Entrar en conflicto con otro jugador es muy fácil: recordemos que los reinos estos son, principalmente, pequeños, y eso significa que no hay mucho espacio para maniobrar y tarde o temprano vas a encontrarte con que tu muñecote está en la misma región que uno de otro jugador. Ahí es donde viene mi parte favorita del juego: cada uno tiene un dado de doce caras en el que, en el más absoluto de los secretos y con la más aviesa de las miradas, va a decidir cuántos recursos va a dedicar a esa batalla, o si quiere ofrecer una alianza. En caso de que los dos jugadores ofrezcan alianza, ambos minimeeples van a vivir en feliz armonía en esa casilla sacando tajada a partes iguales del mismo recurso. Además, a partir de entonces se considera que ambas razas son las más mejores amigas y ay de quien pretenda romper esa alianza. Por otro lado, si alguno de los dos decide no hacer caso de la bella máxima compartir es vivir y dedica recursos a la violencia más mezquina, esos recursos se gastan y el que haya gastado más se quedará con la casilla en cuestión. Esto quiere decir que si tú ofreces una alianza y te responden con chocar de escudos, tu muñequito morirá, pero al menos no te habrá costado nada.

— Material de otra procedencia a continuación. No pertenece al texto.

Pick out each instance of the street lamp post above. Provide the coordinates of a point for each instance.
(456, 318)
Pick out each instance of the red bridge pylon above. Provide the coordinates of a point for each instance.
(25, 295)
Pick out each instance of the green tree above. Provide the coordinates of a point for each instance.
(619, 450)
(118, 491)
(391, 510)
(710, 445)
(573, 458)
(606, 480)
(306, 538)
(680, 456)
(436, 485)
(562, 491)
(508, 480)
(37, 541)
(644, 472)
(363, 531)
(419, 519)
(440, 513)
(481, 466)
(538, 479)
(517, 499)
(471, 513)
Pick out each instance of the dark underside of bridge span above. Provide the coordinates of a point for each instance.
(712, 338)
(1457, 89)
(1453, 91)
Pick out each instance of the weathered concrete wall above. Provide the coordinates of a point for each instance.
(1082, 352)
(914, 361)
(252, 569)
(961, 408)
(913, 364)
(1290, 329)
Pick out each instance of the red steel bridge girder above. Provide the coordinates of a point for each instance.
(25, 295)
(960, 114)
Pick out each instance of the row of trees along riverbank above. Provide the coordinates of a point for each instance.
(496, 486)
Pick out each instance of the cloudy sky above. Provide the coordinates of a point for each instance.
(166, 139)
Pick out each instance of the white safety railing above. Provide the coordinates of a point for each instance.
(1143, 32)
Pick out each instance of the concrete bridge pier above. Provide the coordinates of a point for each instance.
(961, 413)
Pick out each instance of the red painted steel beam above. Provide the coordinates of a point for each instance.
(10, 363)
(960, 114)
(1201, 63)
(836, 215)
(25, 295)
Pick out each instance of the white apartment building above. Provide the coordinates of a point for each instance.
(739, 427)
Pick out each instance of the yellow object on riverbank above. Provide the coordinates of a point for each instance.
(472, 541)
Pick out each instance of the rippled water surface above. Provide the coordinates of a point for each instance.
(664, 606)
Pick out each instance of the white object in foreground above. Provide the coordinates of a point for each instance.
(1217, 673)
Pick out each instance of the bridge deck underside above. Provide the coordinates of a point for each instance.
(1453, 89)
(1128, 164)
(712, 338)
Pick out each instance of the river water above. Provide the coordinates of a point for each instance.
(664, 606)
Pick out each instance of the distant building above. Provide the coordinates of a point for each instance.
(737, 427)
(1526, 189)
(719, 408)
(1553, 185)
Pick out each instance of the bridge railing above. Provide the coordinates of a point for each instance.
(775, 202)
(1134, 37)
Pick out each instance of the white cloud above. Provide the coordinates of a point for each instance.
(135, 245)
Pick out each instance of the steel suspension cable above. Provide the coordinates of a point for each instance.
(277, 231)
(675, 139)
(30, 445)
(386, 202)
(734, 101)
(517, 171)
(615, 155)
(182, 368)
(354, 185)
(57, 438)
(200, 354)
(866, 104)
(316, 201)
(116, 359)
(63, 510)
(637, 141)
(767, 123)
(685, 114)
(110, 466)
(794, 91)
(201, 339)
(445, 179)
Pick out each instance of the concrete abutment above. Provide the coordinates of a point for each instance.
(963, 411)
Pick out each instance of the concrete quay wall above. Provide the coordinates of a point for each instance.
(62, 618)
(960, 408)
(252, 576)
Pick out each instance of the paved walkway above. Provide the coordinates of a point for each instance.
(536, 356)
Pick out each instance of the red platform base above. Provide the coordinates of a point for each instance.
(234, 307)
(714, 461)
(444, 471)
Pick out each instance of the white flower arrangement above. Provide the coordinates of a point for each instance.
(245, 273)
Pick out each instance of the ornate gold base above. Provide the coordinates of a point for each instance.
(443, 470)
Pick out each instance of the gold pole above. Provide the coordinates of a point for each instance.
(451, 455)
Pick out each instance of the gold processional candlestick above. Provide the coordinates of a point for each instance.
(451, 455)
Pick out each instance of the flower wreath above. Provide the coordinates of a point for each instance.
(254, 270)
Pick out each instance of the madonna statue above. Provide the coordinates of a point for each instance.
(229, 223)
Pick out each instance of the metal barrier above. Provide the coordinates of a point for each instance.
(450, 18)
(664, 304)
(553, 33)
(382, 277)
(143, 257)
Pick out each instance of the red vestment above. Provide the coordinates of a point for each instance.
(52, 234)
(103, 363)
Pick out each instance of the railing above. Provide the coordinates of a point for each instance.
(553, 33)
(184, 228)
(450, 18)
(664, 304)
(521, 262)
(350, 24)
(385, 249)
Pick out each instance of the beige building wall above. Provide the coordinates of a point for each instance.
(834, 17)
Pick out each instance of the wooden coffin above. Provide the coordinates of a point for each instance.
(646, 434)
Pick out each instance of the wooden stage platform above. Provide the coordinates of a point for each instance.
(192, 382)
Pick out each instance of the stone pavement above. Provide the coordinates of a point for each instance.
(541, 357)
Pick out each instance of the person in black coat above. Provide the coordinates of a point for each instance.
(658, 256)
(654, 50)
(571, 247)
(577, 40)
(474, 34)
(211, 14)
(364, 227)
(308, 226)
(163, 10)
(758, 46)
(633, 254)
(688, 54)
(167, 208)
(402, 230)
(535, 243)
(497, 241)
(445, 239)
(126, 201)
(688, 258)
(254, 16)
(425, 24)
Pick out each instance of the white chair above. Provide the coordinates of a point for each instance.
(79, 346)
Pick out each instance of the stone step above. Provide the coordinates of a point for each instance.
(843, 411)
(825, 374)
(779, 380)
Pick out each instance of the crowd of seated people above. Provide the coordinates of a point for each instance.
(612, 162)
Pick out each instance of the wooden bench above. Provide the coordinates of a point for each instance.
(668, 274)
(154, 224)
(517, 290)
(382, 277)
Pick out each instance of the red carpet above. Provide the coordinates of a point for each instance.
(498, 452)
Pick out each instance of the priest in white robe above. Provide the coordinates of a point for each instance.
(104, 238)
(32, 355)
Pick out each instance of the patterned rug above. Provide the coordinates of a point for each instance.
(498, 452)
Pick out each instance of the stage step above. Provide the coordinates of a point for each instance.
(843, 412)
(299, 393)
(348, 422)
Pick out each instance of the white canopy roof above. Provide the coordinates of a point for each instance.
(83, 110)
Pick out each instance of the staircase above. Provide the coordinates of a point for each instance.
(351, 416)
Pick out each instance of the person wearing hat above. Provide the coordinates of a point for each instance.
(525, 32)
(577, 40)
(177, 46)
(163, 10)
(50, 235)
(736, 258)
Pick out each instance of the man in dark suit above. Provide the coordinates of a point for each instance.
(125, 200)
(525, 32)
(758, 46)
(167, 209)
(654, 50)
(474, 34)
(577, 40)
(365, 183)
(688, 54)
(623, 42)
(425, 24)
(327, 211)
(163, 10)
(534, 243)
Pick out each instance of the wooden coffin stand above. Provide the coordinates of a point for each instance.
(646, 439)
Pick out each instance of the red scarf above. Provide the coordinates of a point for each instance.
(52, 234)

Y por supuesto, nada te impide prometer que vas a ofrecer alianza y luego ir en plan salvaje. Eso sí, no digas que es porque te lo he sugerido yo, que luego no me creen en estos juegos y con razón.
Por último, otro puntazo del juego es la personalización de las razas, dándole a cada una un sabor único y promoviendo un estilo distinto de juego según te toque una u otra. Lo mejor de todo es que los poderes de cada raza se van desarrollado conforme vamos dedicando recursos a su mejora, así que tú decides en cada momento hasta qué punto quieres romper las reglas del juego y sustituirlas por las tuyas propias. También hace que tengas que tener siempre en cuenta contra quiénes estés jugando y no puedas seguir siempre la misma estrategia a piñón fijo, como en otros juegos más grandilocuentes y que luego consisten en repetir los mismos movimientos una y otra vez coff Terra coff coff Mystica coff. Teniendo en cuenta que los pobres mortales tenéis trece razas distintas y los semidioses que disfrutamos de la edición megaexclusiva tenemos tres más, eso os da para unas cuantas combinaciones distintas.
Una cosa negativa voy a decir del juego, y es algo que resulta un mal endémico para muchas editoriales: ¿para qué narices pone en la caja «de 2 a 5 jugadores» si es un juego que con menos de cuatro se queda cojísimo? ¿Por qué jugar de ese modo con nuestras esperanzas? Luego va uno, saca el juego con uno o dos amigos nada más, lo prueba y piensa que es flojete, cuando estamos ante uno de los mejores juegos de negociación, faroleo y gestión de imperios que han salido en muchísimo tiempo, un juego que bien podría doblar el tamaño de sus componentes y su precio y copar las listas de ventas. Así que aprovechaos de que todavía no se han dado cuenta de que hay otros juegos que cuestan más del doble y ofrecen menos de la mitad y, ¡a la saca!
Lo mejor: la esencia de los juegos de conquistas destilada en partidas de poco más de media hora.
Lo peor: con dos o tres jugadores no se le saca el máximo jugo y las partidas quedan un poco sosas.